General Sherman war wirklich in Belleville eingerückt27 und auf seinem direkten Weg nach dem Hafen Savannah, während man bis jetzt geglaubt hatte, dass er sich gegen das weit mehr nördlich gelegene Charleston in Süd-Carolina wenden würde. Angst und Schrecken zuckte vor ihm her durch die ganzen Südstaaten, denn dass er diesen kecken Zug mitten durch eine vollkommen feindliche Bevölkerung, und die ganze Süd-Armee im Rücken, nur wagen durfte, bewies schon allein, dass die Kräfte des Südens auf die Neige gingen, und sich diese furchtbare, blutige Revolution ihrem Ende nähere.

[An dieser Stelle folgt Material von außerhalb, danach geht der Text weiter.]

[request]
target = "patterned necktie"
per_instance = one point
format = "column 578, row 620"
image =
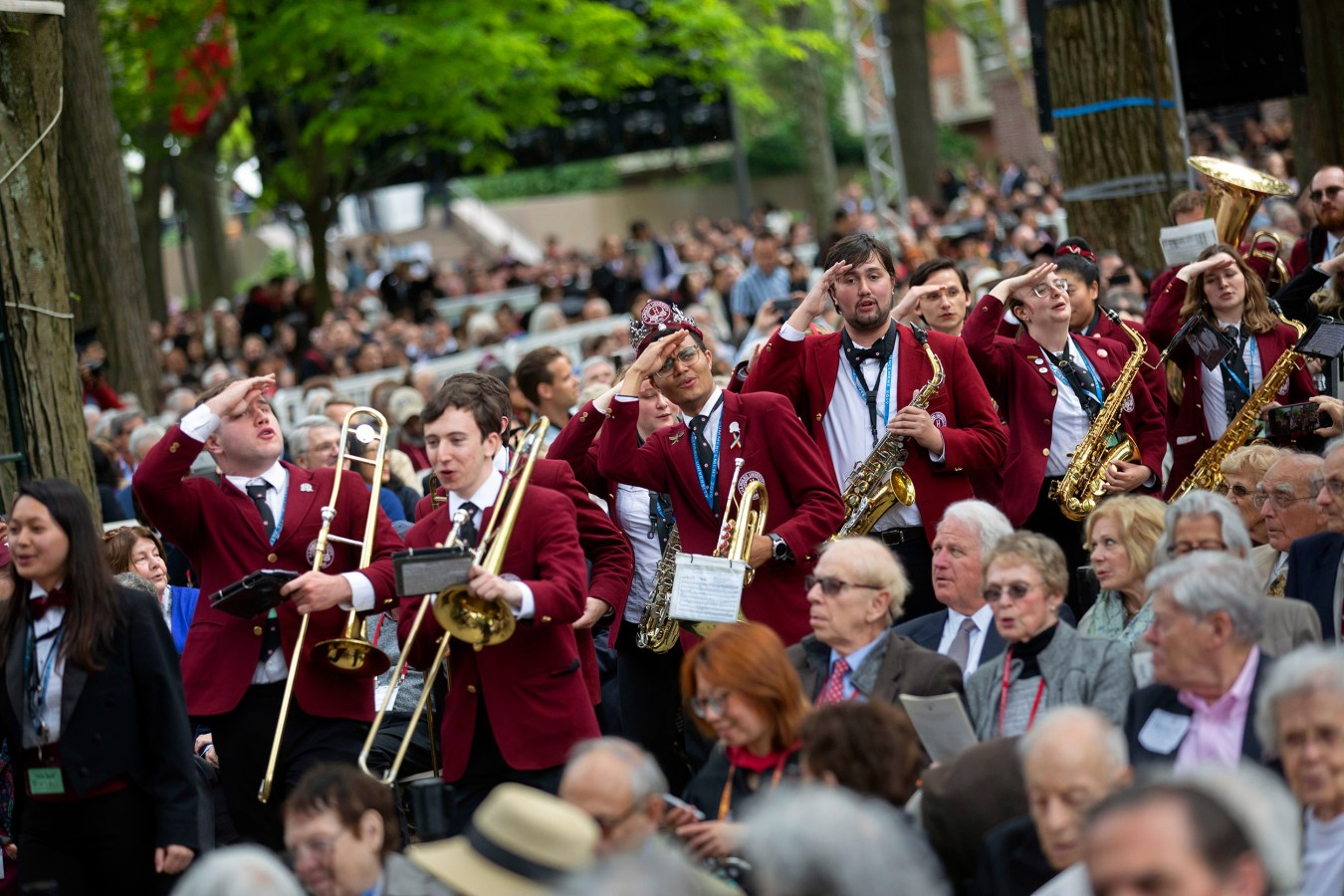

Durch die Flotte im atlantischen Meere und die Eroberung aller festen Plätze am Mississippi, auf dem jetzt die Kanonenboote der Union kreuzten, war die Armee der Rebellen schon nur auf wenige Staaten eingeengt worden; jetzt hatte dieser unternehmende nordische General, mit einer Zähigkeit und Kühnheit, die ihresgleichen suchte, auch d i e s e Staaten noch einmal von Nord nach Süd durchschnitten und die Verbindungen dort nicht allein zerstört, sondern auch sich Gewissheit verschafft, dass die Rebellion ihre letzte verzweifelte Kraft schon aufgeboten und an die Grenzen geworfen, im Inneren aber keine weiteren Hilfsmittel und Reserven zurückbehalten habe. Die vollständige Unterwerfung der halb vernichteten und auseinander geschiedenen Truppenkörper konnte deshalb nur eine Frage der Zeit sein, und jetzt zum ersten Mal fingen die Pflanzer in diesem bisher von dem Krieg vollkommen verschont gebliebenen Landstrich an zu ahnen, welchen Missgriff sie begangen hatten, als sie den Krieg begonnen, um ein einziges großes Sklavenreich zu bilden. Ihr Spiel war verloren, und wie sie das Vertrauen auf ihre Heerführer weichen sahen, ergriff auch Kleinmut die feigen Herzen.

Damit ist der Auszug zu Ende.